Pentagon officials said Monday that the sailing was routine and nothing should be inferred. It occurred as U.S. and Chinese officials were to resume talks on trade disputes between the two nations.
The officials told TMN only one ship, USS McCampbell, participated in the Monday sailing.
Rachel McMarr, a spokesperson for the U.S. Pacific fleet, told reporters in an email the destroyer sailed within 12 nautical miles of the Paracel Islands, one of two chains China claims as sovereign territory and has taken to fortify.
The Pentagon’s freedom-of-navigation operations — known as “FONOPS” in Pentagon-ese, involve the Navy sailing destroyers, cruisers and the occasional aircraft carrier past the Chinese-occupied outcroppings in the South China Sea and the Air Force sending bombers on flights over the islands.
Both actions irritate Beijing, which says the U.S. needs to seek and receive permission for such activities.
Washington has rejected those claims — arguing that the South China Sea is international waters — and an international court ruled against Beijing. All or parts of the South China Sea and the islands also are claimed by Brunei, Indonesia, Malaysia, Philippines and Vietnam.
(According to reports in Chinese media, Beijing formally protested the sailing. “We urge the United States to immediately cease this kind of provocation,” Chinese Foreign Ministry spokesman Lu Kang said, according to Sputnik media. “We have already made a presentation to the American side in this regard.”

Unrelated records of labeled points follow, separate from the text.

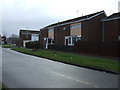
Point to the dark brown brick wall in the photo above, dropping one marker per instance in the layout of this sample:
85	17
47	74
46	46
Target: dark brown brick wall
111	30
43	34
60	33
92	29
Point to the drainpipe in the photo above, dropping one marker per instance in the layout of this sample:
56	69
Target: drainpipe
103	34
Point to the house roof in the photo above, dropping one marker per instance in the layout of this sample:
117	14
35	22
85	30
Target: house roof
30	30
78	19
114	16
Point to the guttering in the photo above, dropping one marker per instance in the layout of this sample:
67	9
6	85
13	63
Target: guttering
74	21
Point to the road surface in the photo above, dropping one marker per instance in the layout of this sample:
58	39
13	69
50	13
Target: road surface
25	71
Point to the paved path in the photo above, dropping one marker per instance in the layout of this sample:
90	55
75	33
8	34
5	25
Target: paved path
25	71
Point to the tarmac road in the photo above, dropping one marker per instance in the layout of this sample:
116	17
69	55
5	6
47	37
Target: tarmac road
25	71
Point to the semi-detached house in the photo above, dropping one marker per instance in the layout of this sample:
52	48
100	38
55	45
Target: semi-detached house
28	36
85	28
111	27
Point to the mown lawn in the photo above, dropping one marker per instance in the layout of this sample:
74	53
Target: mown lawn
94	62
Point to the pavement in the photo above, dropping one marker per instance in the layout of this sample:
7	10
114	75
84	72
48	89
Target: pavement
25	71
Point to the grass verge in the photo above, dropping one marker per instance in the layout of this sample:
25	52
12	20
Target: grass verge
7	46
87	61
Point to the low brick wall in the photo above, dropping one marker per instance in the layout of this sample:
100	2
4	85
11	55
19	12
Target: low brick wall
98	48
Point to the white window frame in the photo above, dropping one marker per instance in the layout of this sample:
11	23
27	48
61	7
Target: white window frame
34	36
71	44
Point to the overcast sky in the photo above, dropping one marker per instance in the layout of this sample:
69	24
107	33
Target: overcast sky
35	14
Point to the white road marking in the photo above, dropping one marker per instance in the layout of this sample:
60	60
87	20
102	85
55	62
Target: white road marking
45	70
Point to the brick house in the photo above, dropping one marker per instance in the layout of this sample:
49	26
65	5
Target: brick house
111	27
85	28
28	35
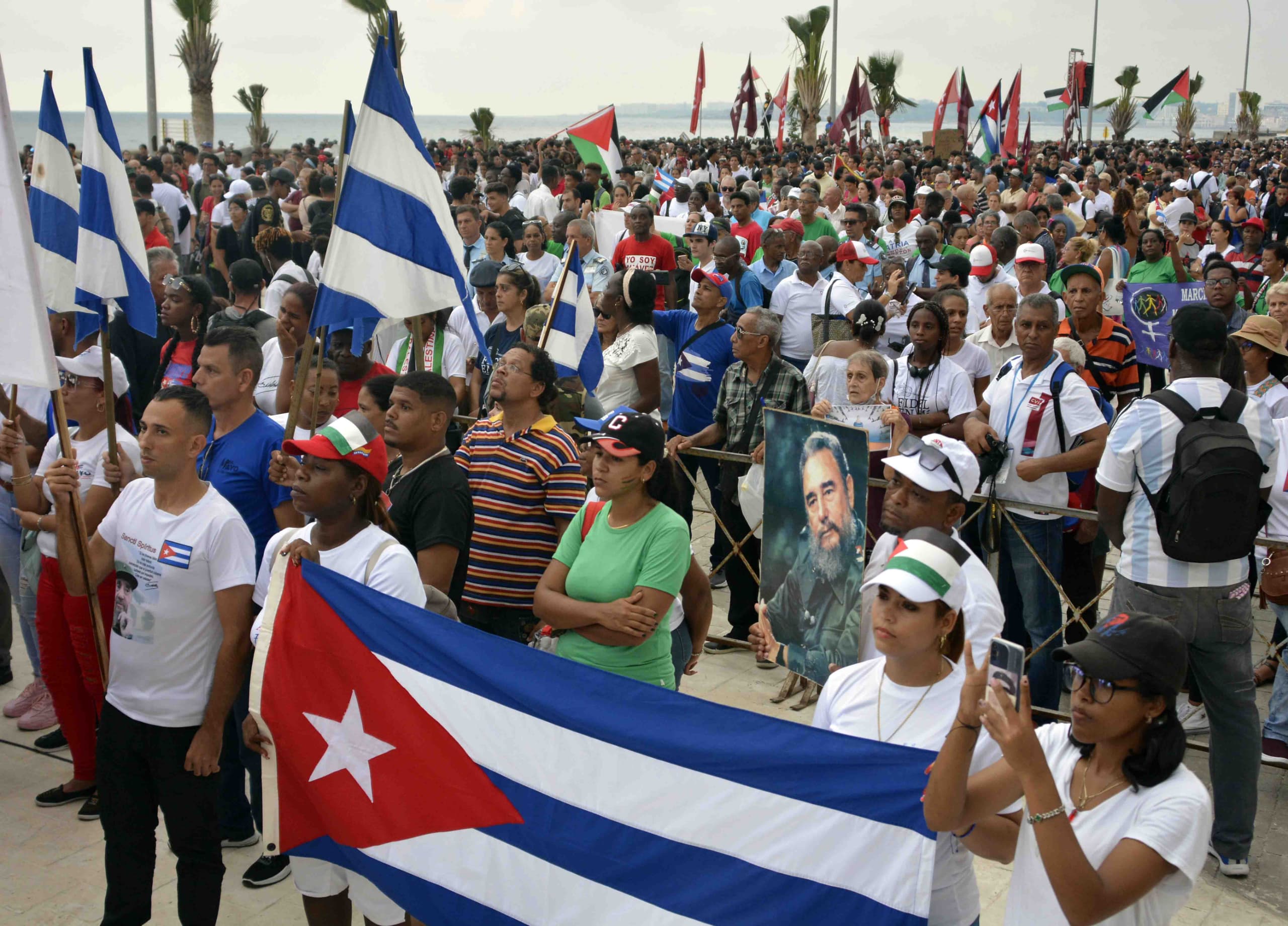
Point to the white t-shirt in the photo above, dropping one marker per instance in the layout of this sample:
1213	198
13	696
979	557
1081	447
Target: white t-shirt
1023	415
947	389
1273	394
396	572
1172	818
617	385
89	467
165	628
972	359
849	705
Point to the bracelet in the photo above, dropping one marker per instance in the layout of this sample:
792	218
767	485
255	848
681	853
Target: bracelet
1050	814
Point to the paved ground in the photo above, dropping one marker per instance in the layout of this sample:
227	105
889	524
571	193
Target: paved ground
52	865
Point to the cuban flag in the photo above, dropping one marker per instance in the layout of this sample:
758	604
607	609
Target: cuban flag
394	250
54	196
481	782
572	339
111	262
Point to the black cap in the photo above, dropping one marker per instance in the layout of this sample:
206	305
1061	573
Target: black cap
1131	647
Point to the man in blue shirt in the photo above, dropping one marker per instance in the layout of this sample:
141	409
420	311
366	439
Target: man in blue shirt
704	350
235	461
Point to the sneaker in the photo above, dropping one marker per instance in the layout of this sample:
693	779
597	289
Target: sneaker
89	810
40	715
24	702
54	741
1232	869
1274	752
57	796
1193	718
268	870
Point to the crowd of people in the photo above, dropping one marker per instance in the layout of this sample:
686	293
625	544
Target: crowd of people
977	308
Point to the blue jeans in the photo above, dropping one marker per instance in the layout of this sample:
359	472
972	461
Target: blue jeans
1026	590
1277	720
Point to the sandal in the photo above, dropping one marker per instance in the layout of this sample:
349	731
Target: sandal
1265	671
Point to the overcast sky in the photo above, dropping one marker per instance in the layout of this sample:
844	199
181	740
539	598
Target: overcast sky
517	56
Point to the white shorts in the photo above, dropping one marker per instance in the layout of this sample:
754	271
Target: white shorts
318	879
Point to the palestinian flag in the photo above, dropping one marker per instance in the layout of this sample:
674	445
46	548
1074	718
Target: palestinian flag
596	139
1058	100
1176	91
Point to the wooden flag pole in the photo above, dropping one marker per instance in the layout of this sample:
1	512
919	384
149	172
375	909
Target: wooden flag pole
96	614
554	300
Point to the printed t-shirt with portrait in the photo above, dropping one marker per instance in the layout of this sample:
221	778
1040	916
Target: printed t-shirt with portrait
1023	414
89	468
654	256
944	389
165	626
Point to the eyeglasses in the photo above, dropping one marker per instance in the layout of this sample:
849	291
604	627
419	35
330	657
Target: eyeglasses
930	458
1102	692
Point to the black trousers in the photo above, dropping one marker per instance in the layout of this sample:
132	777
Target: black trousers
141	769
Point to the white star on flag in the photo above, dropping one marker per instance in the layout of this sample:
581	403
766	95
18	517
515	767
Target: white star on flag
348	747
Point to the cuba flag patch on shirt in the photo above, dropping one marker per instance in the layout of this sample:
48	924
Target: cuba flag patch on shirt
176	554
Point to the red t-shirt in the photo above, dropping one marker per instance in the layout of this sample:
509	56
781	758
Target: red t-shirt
749	238
350	389
654	256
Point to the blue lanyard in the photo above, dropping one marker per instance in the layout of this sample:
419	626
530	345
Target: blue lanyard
1011	411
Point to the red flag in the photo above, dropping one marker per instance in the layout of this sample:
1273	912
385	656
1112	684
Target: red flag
697	89
964	105
950	97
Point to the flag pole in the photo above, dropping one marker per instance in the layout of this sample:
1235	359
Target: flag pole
96	614
554	300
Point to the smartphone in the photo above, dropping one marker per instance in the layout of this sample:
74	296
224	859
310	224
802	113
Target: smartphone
1006	665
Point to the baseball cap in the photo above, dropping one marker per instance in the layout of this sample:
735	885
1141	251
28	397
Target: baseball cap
718	280
1029	254
352	438
925	566
702	230
89	362
848	251
630	435
1131	647
937	464
983	258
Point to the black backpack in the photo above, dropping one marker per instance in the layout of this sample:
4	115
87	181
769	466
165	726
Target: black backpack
1210	508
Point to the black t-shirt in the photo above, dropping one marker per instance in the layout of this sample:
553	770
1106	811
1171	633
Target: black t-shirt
432	505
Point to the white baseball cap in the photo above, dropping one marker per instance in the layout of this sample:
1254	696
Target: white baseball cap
89	362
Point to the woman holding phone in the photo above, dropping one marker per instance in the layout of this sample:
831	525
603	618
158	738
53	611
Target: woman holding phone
909	696
1116	828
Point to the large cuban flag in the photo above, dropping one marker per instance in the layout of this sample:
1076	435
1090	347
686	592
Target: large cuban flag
479	782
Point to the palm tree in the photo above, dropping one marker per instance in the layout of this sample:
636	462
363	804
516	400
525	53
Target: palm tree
1250	114
253	101
482	128
1122	109
1187	111
378	22
811	75
882	72
199	51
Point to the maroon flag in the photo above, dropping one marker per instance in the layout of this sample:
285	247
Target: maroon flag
697	89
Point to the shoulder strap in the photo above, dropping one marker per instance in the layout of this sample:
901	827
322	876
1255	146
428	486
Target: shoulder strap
375	558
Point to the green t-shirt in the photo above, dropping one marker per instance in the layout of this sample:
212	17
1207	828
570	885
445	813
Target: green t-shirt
655	553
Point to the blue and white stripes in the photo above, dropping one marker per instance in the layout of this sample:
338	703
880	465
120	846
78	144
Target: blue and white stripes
54	196
111	262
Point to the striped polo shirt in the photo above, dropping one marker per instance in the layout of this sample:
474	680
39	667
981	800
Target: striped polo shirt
519	486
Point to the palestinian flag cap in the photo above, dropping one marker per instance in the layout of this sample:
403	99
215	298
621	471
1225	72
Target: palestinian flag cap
925	566
351	438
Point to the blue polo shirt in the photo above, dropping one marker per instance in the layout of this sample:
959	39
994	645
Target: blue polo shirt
237	467
698	369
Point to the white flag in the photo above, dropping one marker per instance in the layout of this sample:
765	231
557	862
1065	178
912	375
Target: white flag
28	348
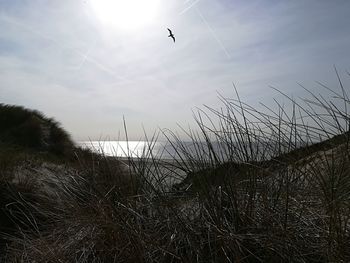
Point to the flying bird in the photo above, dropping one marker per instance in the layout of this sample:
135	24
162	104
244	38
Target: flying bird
171	35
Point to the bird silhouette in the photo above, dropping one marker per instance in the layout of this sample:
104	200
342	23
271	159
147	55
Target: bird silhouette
171	35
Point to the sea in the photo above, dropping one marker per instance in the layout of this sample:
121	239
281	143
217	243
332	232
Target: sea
133	149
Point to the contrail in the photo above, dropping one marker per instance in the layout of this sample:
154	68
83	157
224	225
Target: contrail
213	33
189	7
85	56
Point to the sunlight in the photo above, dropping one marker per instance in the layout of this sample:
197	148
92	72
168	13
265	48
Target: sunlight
125	14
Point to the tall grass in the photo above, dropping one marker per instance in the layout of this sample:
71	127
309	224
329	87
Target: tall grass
270	185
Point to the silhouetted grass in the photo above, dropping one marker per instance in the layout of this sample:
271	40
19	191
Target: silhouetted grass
257	186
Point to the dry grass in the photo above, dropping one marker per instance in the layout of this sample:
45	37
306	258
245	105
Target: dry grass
261	186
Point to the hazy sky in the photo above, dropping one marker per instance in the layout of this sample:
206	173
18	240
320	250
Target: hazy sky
87	65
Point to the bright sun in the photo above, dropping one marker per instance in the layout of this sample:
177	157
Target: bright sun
126	14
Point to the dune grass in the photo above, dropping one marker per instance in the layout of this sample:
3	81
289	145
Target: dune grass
257	186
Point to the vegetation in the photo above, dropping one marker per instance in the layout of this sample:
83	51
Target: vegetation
253	186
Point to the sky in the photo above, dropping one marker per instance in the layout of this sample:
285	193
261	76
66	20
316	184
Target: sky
88	64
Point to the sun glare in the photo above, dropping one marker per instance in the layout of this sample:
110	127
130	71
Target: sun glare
125	14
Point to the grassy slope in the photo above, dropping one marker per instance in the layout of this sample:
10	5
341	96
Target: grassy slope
292	208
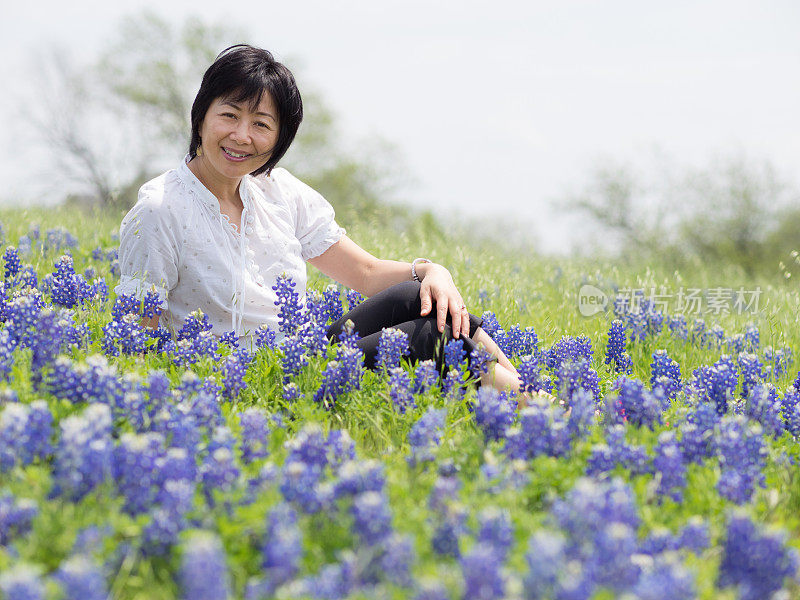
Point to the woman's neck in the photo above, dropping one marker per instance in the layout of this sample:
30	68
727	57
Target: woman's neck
225	189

In a report last November, the Center for Strategic and International Studies said “China has 20 outposts in the Paracel Islands and 7 in the Spratlys. It also controls Scarborough Shoal, which it seized in 2012, via a constant coast guard presence, though it has not built any facilities on the feature.”
Another organization, the Asia Maritime Transparency Initiative, said that “since 2013, China has engaged in unprecedented dredging and artificial island-building in the Spratlys, creating 3,200 acres of new land, along with a substantial expansion of its presence in the Paracels,” in a posting on its web page about the same time.
The Wall Street Journal first reported Monday’s sailing.